Levels of autonomy less important to Nissan’s experts

Imagining the road to driverless vehicles is a simple series of steps up the Level’s ladder is a misconception of the challenges ahead.

That’s the view of Dr. Maarten Sierhuis, Nissan Research Center director based at the Silicon Valley facility. Speaking exclusively to TU-Automotive after the carmaker’s second Nissan Futures event in Barcelona exploring it autonomous driving technologies, Sierhuis said even getting to Level 3 provides huge problems for the industry.

He said: “I think Level 3 is still very difficult that’s because it’s ‘eyes-off’ driving and the problem with this is because to get a human driver back in the loop quick enough is not an easy proposition. At Nissan we do eyes-on, or what people call Level 2.”

His solution to break down the obstacles facing the driverless car is to overturn the notion of the Levels dominating how we progress along the autonomous path.

Sierhuis explained: “Personally, I think these levels are kind of silly and are only there because humans always like to categorise things. At Nissan we don’t use these levels. I have created a slide diagram where I show Level O to Level 5 on the ‘x’ axis of capability and I create ‘y’ axis on intelligence. On this axis you start rising up from ‘safe’, annoying’, ‘acceptable’, ‘human like’ and ‘socially acceptable. Of course, where we would like to go is Level 5 to become socially acceptable but there are many different ways to traverse this road map: you could go from Level 0 to Level 5 with ‘annoying’ or you could go from zero to Level 1 and then Level 2 as ‘socially acceptable’ and then go to increased capability.

“The question is: what is the right way to make a way through this difficult idea of making more intelligence versus more capability.

“I think that what is socially acceptable has to do with the trust of bringing that technology to market, it has to be safe without a driver in the car. We have air traffic where planes fly three miles apart with two pilots in the cockpit, working with an autonomous system, and yet we still let the pilots land the plane.”
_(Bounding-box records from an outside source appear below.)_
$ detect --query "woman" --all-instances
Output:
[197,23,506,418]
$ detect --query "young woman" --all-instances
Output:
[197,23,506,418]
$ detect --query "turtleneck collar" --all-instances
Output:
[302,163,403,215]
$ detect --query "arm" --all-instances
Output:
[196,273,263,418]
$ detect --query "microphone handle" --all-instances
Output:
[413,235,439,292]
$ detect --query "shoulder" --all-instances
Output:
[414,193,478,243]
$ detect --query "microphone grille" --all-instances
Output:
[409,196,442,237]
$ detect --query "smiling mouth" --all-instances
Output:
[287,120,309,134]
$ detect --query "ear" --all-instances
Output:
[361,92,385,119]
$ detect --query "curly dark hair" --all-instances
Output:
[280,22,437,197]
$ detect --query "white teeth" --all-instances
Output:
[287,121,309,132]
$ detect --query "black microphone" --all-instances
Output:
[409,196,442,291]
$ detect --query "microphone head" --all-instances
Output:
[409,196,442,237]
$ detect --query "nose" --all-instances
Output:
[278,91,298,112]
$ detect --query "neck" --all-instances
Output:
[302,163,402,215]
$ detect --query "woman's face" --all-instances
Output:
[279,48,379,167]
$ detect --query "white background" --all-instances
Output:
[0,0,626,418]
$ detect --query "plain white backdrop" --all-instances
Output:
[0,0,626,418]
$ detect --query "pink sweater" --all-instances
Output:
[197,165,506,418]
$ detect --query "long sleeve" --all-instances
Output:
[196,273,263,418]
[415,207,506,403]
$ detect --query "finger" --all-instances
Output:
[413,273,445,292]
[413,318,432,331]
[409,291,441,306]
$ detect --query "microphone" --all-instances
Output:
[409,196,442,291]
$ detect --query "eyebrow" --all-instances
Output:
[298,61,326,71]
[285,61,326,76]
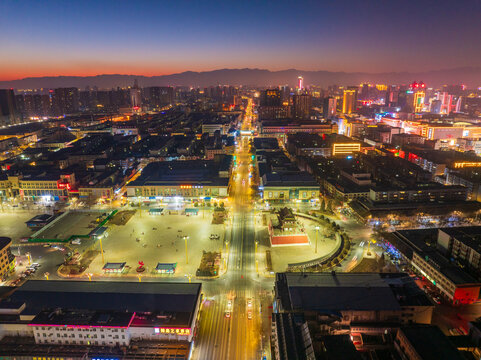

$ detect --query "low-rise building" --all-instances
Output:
[275,272,434,334]
[126,155,232,201]
[0,236,15,281]
[0,280,201,348]
[394,325,465,360]
[388,229,481,305]
[261,171,319,202]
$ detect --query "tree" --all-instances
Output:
[327,200,332,212]
[321,198,326,212]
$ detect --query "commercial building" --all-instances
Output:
[322,97,337,119]
[260,119,337,139]
[394,325,466,360]
[0,172,75,201]
[0,280,201,348]
[287,133,360,157]
[0,89,21,126]
[292,94,312,120]
[0,236,15,281]
[52,88,79,116]
[342,87,357,114]
[274,272,434,334]
[126,155,232,201]
[261,171,319,202]
[387,228,481,305]
[369,182,467,203]
[268,207,310,246]
[144,86,174,109]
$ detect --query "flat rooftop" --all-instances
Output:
[29,309,135,328]
[400,325,464,360]
[439,226,481,252]
[128,160,229,187]
[9,280,201,326]
[264,171,319,188]
[275,273,431,312]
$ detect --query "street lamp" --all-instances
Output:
[184,236,189,264]
[99,236,105,265]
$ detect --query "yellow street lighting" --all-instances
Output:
[99,236,105,265]
[184,236,189,264]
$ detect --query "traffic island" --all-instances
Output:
[57,250,100,277]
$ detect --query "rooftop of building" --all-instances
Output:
[30,309,135,328]
[439,226,481,253]
[26,214,54,223]
[319,334,362,360]
[371,181,466,192]
[6,280,201,326]
[0,336,191,360]
[399,325,464,360]
[390,228,478,285]
[129,156,232,187]
[276,273,432,312]
[263,171,319,188]
[0,236,12,251]
[405,147,481,164]
[254,137,279,150]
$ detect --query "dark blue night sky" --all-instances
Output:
[0,0,481,80]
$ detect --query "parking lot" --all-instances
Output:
[87,211,228,277]
[33,211,108,240]
[0,209,43,244]
[257,217,336,272]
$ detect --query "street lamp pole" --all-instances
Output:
[99,236,105,266]
[184,236,189,264]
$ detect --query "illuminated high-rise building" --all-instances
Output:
[297,76,304,91]
[130,79,142,108]
[436,92,453,114]
[0,89,21,126]
[342,86,357,114]
[52,88,79,116]
[322,97,337,119]
[292,94,312,120]
[409,81,426,113]
[259,89,282,106]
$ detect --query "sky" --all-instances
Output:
[0,0,481,80]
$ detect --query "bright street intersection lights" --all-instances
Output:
[183,235,189,264]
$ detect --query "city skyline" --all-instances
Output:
[0,0,481,80]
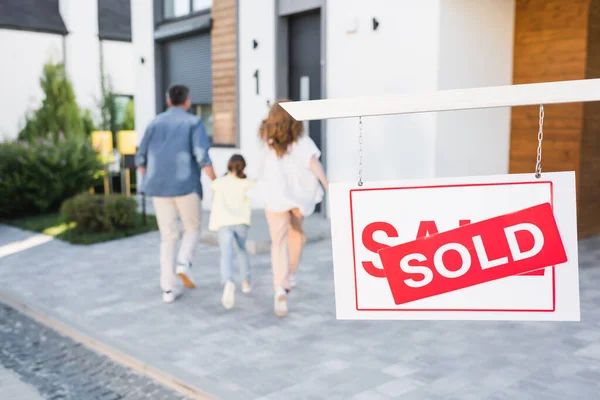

Getting any of the Levels to ‘socially acceptable’ is no mean feat, said Sierhuis adding: “The hard thing with Level 3 and above is not having a human in the loop and so we need to take these steps carefully to get people to trust the technology before we are willing to take those steps. It has to use a system that can drive everywhere ‘acceptably’. With highway driving I believe we can do it but city driving is a different ball game. Nissan would like to cross that divide and we would like to deliver the capability of driving in the city because it might be safer if we provide these sensor technologies in autonomous vehicles.”

Level 3 in five years

That said, he believes the step to Level 3 will be achieved within the next five years while other Levels will take a lot longer. He said: “If I can provide a reasonable value for people to drive eyes-off in the city in ways that are safe and where they don’t have to constantly look up and see what’s going on that’s a difficult proposition.

“We are working on technology that we will announce at CES that I can’t talk about, that might make that step come a bit sooner.”

He said current technology based on sensors is too simplistic to handle the complex set of requirements a vehicle will have to cope with navigating different roads in rapidly changing weather conditions.

Sierhuis said: “Sensor technology is the basic technology that we need but if I want to do a right turn on a red light in the US, I need to be able to see far enough down the road to see a car approaching at high speed, yet with the current sensor technology, it’s very difficult to do that manoeuvre. Even if the sensor could handle that, if there is a tree or a parked vehicle in the way of the line of sight, it wouldn’t be able to cope. These are hard problems to solve. With a four-way stop intersection, it’s not just about the sensor technology it’s more the AI technology needed in order to predict what a pedestrian is going to do, or a cyclist is going to do and how to negotiate with other road users.”

With all the talk of driverless technology, Sierhuis said the consumer must remain paramount in any business plan bringing the technology to market. He said: “You have to bring technology into the world that is human centred, putting the consumer at the centre of things, and then show them the value of our technology that comes to market. If I develop a car that every two minutes says ‘now you drive,‘ then ‘now I drive’, it won’t be that interesting to the customer. This may have Level 3 capability but if it’s only for a short time over the commute, then it’s not that valuable.”